Thursday, April 21, 2011

So to Pass Through This Holy Time of Our Lord's Passion

Andrew wondered last night why we have to leave church in silence tonight and tomorrow night, and why we have to assemble in silence on Friday and Saturday nights. I had some ideas, but no good explanation. It's hard to pin down (without sounding pietistic) why we have this practice. I don't think my experience this morning answers his question, but it does shed some light.

Okay, a bit of background first. When I was editing the first volume of Scaer's In Christ, I loved the Easter Vigil sermon on "The Greatest Comeback Ever." Hating the fact that I sounded like a salesman, I nevertheless couldn't help but tell people that that sermon alone made it worth buying the book! Gary stole borrowed that sermon the first year the book was out. Pastor Bender did too, that year or the next. I told them both I could listen to that sermon preached over and over.

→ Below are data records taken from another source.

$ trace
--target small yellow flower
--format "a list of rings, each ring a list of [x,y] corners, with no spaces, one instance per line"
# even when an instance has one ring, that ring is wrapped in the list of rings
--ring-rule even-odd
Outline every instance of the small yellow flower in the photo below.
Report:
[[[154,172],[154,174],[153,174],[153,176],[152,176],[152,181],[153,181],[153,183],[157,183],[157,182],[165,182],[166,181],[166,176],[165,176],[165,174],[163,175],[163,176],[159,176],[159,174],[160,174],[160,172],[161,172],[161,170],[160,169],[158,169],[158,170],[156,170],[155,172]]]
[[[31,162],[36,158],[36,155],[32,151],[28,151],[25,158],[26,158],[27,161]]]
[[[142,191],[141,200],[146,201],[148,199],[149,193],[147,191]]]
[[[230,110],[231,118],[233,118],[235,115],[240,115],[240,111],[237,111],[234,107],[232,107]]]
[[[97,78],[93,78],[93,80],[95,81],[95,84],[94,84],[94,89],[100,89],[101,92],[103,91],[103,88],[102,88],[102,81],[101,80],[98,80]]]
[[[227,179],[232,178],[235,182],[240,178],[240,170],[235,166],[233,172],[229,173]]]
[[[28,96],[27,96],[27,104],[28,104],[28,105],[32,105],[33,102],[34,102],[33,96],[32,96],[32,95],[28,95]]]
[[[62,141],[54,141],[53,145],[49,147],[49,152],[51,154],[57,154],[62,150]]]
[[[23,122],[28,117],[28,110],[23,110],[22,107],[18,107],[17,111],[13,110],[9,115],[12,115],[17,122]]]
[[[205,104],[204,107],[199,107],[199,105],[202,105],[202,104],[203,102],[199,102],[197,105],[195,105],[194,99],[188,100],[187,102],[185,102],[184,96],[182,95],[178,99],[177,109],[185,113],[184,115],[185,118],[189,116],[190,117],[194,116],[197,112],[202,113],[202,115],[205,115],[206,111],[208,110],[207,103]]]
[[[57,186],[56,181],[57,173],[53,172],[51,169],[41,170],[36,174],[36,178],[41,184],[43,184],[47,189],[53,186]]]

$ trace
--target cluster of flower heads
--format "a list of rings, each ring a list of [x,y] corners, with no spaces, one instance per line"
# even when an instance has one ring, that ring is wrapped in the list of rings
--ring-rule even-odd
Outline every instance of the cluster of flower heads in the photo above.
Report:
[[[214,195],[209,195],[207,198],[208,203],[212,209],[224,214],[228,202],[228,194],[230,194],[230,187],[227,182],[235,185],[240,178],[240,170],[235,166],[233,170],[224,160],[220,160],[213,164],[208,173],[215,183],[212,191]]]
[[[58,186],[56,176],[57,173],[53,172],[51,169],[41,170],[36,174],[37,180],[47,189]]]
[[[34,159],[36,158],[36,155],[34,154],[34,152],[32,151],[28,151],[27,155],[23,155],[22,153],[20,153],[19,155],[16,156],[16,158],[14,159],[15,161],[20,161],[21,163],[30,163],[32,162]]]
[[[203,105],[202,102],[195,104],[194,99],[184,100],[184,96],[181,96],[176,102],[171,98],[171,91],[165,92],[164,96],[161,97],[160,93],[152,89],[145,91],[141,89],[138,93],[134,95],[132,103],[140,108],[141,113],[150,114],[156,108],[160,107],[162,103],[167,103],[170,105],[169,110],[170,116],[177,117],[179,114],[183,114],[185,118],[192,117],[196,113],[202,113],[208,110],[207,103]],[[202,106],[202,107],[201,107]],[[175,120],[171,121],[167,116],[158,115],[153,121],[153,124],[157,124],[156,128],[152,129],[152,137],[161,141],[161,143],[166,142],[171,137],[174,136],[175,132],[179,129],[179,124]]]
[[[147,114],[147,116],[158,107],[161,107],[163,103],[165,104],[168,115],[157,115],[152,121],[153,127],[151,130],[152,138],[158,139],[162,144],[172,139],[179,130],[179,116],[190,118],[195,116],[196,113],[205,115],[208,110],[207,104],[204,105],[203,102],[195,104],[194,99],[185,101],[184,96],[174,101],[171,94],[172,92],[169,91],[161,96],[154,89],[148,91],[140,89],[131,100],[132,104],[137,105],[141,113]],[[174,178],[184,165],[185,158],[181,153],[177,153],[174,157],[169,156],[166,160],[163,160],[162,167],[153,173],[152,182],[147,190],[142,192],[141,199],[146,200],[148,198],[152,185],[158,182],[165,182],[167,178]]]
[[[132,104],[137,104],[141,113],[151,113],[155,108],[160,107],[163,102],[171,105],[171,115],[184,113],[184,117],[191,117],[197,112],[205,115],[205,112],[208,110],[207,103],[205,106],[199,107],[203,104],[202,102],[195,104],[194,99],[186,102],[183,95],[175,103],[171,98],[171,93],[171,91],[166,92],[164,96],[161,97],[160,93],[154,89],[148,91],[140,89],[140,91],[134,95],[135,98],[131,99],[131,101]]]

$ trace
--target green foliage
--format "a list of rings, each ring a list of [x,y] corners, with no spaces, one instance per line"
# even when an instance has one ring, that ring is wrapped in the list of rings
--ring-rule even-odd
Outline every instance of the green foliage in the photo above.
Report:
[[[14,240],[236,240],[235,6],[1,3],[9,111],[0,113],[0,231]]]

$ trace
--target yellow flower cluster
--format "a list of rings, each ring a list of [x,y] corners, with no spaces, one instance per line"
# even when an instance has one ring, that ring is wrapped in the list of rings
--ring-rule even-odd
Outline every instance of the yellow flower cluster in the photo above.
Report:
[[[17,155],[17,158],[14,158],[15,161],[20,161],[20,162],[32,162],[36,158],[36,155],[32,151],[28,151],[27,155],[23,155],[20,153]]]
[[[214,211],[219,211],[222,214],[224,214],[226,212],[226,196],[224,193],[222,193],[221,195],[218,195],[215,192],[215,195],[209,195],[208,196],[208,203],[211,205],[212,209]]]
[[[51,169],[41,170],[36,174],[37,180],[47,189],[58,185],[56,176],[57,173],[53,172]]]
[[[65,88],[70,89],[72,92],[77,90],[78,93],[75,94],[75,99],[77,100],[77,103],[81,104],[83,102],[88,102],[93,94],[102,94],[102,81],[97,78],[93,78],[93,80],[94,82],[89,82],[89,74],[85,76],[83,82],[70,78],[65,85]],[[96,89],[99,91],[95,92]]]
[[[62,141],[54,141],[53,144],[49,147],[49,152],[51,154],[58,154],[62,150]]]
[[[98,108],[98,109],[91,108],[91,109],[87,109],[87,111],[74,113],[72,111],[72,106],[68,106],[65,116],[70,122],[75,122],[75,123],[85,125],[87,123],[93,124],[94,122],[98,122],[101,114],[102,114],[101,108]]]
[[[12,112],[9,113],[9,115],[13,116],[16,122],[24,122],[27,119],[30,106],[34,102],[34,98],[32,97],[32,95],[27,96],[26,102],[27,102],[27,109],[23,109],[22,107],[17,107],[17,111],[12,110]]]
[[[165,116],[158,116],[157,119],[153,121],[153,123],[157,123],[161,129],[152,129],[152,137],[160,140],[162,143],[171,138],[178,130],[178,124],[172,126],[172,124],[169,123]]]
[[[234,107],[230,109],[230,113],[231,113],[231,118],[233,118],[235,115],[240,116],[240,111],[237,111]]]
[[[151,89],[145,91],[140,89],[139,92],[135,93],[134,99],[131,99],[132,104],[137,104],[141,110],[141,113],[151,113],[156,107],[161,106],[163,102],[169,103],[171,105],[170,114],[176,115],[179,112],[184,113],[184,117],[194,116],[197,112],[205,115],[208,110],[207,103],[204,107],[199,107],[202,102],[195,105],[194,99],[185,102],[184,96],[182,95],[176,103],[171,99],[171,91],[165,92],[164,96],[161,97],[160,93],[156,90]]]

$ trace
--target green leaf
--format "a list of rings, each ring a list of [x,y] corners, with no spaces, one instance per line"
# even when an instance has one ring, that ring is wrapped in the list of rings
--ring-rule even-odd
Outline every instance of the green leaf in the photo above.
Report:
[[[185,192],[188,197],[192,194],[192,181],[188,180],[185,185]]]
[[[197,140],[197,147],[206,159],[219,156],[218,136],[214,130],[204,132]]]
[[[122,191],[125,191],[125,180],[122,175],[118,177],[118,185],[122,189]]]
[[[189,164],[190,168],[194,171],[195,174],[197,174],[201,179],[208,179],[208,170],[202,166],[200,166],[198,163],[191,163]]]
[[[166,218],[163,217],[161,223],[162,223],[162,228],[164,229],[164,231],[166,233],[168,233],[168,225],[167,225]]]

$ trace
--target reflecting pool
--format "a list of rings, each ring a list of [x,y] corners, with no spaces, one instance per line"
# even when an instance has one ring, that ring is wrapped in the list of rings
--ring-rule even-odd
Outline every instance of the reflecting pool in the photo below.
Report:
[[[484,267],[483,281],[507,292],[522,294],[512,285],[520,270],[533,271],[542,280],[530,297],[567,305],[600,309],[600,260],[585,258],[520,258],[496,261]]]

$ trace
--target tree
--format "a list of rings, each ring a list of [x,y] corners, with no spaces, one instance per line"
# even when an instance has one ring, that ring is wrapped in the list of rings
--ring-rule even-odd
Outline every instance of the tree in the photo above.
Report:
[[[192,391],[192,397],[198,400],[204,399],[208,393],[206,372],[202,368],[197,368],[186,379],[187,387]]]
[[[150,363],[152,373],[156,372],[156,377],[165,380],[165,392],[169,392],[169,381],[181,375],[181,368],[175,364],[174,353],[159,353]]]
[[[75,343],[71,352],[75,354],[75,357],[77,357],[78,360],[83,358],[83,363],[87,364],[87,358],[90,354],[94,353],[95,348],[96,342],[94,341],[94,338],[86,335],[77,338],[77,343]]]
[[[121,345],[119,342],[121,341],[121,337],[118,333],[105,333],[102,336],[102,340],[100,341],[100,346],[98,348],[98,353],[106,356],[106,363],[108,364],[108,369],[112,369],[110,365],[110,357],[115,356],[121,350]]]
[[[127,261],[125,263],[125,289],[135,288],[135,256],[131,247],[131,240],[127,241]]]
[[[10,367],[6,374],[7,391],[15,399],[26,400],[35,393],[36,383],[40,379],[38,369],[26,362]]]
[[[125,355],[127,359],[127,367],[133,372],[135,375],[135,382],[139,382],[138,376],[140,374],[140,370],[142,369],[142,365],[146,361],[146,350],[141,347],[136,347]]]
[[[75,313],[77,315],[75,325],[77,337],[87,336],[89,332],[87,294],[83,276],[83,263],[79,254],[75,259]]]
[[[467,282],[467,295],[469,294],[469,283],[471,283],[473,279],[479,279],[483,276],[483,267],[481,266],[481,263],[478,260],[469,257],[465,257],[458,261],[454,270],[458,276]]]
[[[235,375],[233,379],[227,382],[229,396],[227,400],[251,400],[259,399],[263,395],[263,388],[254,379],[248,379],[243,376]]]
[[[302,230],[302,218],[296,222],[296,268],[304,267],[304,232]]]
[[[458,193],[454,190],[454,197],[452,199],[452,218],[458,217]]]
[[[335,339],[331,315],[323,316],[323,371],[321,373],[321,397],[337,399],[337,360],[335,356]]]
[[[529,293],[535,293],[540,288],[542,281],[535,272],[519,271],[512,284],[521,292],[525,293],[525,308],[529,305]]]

So anyway, back to the point. This morning during Bible class, Pastor reads us that sermon. Oh, I love that sermon! But I noticed something. (Call me emotional. Call me an Enthusiast. Call me a pietist. Whatever.) That sermon is different on Thursday morning than it is on Saturday night. The journey through the Passover readings on Thursday, the stripping of the altar, the Tenebrae, the veneration of the cross, the Reproaches, the entire Passion reading from John, the Exsultet, and the many stories during the Great Vigil, they all do something.

Holy Tuesday's collect:
Almighty and everlasting God, grant us grace so to pass through this holy time of our Lord's Passion that we may obtain the pardon of our sins.


  1. Maybe the leaving/assembling in silence helps highlight the fact that the Triduum is not three liturgies but one? There's no Benediction on Thursday or Friday because the liturgy on those nights is not over but merely paused until we pick it back up again the next night.

  2. We had a benediction on Thursday night, and an invocation on Saturday night. It's just Friday where we don't have them. So I think there's more to it than that.